Bij een gelijkstroommotor heeft het aantal windingen in de statorwinding (ook bekend als armatuurwinding) direct invloed op de geïnduceerde elektromotivische kracht die deze genereert. De effectieve waarde van de geïnduceerde elektromotivische kracht per fase van de statorwinding E1 kan worden berekend met de volgende formule:
E1 = 4,44 K1 f1 N1 Φ
Waarbij:
E1 is de effectieve waarde van de geïnduceerde elektromotivische kracht per fase van de statorwinding.
K1 is de windingcoëfficiënt van de statorwinding, die afhankelijk is van de structuur van de winding.
f1 is de frequentie van de geïnduceerde elektromotivische kracht in de statorwinding, die gelijk is aan de frequentie van de voeding.
N1 is het aantal opeenvolgende windingen voor elke fasering van de stator.
Φ is de poolpaar magnetische flux van het roterende magnetisch veld, d.w.z. de maximale waarde (in weber) van de wisselende magnetische flux die door de statorwindingen loopt.
Op basis van de bovenstaande formule kunnen we concluderen dat om de spanning van een gewonden gelijkstromemotor te bepalen, we de volgende parameters moeten kennen:
Aantal windingen van de stator N1
Windingfactor K1
Frequentie van de voedingf1
Magnetische flux (Φ)
Zodra deze parameters bekend zijn, kan de geïnduceerde elektromotivische kracht E1 worden berekend met de bovenstaande formule, waarmee vervolgens de spanning van de motor wordt bepaald.
Bij praktische toepassingen moet bij het bepalen van de spanning voor een gewonden rotor-gelijkstromemotor ook rekening worden gehouden met andere factoren zoals de ontwerpeisen van de motor, belastingskenmerken en de algehele systeemprestaties.

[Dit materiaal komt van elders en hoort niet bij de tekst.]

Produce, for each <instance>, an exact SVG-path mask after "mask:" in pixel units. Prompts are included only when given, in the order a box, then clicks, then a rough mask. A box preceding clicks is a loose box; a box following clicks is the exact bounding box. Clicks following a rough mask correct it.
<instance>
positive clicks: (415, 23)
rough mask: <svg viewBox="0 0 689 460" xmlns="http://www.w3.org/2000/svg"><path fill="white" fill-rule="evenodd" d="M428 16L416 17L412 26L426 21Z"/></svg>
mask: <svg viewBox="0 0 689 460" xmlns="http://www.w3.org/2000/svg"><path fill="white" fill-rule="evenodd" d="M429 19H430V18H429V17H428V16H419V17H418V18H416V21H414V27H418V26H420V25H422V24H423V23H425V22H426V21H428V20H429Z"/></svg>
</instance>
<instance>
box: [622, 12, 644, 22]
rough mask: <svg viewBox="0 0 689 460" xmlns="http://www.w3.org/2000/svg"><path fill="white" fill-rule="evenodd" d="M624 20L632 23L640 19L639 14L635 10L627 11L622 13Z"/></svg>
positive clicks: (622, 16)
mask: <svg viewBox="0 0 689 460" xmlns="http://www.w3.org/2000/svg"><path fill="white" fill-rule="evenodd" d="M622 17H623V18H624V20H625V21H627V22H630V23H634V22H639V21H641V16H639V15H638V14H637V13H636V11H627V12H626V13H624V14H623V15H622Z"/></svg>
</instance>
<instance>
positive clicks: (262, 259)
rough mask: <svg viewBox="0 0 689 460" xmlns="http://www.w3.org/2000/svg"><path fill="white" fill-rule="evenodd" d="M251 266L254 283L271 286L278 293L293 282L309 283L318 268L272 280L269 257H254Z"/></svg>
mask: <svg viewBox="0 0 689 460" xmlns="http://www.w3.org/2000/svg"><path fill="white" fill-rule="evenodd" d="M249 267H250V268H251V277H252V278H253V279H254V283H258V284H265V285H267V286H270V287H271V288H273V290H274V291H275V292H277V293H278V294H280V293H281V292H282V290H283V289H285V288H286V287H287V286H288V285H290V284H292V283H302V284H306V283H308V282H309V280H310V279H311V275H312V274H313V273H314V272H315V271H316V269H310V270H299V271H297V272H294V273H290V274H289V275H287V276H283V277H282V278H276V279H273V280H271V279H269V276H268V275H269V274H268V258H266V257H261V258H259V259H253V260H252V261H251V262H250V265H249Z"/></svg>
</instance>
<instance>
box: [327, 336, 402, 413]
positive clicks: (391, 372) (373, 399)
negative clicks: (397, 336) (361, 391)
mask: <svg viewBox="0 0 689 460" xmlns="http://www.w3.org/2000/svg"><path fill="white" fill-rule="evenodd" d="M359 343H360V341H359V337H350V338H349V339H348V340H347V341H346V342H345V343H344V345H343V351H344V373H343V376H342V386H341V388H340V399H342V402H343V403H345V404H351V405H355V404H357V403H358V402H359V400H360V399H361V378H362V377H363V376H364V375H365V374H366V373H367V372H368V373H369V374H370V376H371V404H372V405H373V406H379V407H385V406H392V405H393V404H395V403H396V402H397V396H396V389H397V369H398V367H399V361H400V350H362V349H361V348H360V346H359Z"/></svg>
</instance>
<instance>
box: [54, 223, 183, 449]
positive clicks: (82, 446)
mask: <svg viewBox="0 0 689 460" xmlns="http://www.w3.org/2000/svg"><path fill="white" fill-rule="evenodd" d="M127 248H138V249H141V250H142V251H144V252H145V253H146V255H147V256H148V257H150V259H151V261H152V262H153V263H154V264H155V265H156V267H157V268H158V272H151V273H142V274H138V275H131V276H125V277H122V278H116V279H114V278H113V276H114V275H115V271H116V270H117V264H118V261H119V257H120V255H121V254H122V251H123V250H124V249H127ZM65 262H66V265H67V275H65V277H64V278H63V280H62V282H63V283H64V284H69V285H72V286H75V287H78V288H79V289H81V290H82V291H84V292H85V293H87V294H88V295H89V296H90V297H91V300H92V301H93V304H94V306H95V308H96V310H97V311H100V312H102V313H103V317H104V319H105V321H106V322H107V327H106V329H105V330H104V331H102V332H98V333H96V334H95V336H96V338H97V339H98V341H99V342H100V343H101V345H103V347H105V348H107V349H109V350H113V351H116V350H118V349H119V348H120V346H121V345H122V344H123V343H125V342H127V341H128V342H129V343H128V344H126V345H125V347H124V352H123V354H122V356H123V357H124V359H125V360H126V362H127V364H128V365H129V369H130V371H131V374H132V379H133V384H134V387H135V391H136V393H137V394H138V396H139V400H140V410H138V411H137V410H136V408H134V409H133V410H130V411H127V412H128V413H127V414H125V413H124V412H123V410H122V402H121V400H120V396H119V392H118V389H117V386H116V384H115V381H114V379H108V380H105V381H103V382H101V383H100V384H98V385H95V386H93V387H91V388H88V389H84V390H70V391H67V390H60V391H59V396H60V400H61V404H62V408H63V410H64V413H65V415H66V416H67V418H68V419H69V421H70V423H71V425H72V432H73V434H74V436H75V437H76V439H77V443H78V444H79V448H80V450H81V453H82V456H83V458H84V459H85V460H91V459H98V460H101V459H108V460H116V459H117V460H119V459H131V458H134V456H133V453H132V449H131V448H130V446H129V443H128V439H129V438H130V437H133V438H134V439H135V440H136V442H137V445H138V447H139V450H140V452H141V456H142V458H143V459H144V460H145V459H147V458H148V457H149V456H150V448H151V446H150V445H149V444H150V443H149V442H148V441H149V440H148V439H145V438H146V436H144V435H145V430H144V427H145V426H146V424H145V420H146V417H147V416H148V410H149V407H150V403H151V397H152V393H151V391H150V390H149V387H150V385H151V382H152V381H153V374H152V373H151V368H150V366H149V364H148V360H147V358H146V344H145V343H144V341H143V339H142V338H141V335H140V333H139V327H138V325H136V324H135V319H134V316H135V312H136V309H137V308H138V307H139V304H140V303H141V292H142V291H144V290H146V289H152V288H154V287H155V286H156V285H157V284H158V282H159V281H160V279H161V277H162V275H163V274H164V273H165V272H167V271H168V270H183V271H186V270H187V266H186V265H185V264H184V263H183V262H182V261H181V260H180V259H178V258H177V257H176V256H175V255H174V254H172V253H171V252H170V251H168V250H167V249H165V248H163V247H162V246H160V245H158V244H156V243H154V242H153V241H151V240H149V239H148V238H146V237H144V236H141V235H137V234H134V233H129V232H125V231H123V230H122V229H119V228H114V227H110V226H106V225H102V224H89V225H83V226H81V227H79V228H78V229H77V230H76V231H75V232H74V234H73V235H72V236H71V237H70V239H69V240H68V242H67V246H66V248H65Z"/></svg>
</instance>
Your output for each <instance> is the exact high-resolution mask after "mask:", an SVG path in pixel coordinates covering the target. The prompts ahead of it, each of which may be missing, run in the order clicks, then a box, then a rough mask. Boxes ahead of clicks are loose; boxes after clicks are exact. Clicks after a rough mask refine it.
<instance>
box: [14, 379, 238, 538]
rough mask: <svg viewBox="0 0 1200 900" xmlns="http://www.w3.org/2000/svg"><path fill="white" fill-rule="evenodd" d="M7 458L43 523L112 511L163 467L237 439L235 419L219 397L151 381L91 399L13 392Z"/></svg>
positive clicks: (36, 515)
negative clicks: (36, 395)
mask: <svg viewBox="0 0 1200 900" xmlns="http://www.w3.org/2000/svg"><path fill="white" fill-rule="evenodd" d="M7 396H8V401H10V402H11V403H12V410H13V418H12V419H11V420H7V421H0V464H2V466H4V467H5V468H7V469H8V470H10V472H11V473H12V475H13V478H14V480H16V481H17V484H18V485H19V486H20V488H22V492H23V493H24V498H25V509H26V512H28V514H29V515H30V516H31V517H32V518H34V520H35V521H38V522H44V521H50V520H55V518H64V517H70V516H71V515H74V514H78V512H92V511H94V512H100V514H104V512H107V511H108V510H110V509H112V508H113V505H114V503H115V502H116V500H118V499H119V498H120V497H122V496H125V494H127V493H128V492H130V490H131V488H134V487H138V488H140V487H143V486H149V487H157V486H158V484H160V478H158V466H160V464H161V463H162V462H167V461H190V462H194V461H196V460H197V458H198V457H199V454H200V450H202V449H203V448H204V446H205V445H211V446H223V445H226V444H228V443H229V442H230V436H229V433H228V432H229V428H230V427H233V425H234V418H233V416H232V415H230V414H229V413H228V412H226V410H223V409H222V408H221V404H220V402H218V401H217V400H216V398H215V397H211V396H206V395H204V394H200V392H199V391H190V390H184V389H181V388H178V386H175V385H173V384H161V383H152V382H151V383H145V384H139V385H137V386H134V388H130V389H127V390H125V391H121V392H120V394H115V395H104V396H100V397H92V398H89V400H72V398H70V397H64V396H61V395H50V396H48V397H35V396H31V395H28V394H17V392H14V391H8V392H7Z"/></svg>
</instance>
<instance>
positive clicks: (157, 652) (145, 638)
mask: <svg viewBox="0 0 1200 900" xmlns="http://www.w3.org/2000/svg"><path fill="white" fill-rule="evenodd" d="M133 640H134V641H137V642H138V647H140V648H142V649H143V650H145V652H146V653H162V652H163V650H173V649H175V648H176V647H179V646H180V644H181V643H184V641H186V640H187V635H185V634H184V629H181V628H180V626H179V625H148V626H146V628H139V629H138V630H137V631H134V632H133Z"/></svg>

Daarnaast is het nodig om ervoor te zorgen dat de berekende spanning binnen het veilige werkbereik van de motor valt.
Stel dat we een gelijkstromemotor hebben met een statorwinding van 38 windingen, windingcoëfficiëntK1 van 0,9, voedingfrequentie f1 van 50 Hz en flux Φ van 0,001 Weber. Dan kunnen we de geïnduceerde elektromotivische kracht E1 als volgt berekenen:
E1 = 4,44 × 0,9 × 50 × 38 × 0,001 = 7,22 V
Dus is de spanning van deze motor ongeveer 7,22 V.
Met behulp van de bovenstaande formule en stappen is het mogelijk om de spanning van een schakelwond gelijkstromemotor te bepalen op basis van het aantal windingen in de statorwinding en andere relevante parameters. Echter, bij praktische toepassingen is het ook nodig om rekening te houden met andere factoren om de normale werking en veiligheid van de motor te waarborgen.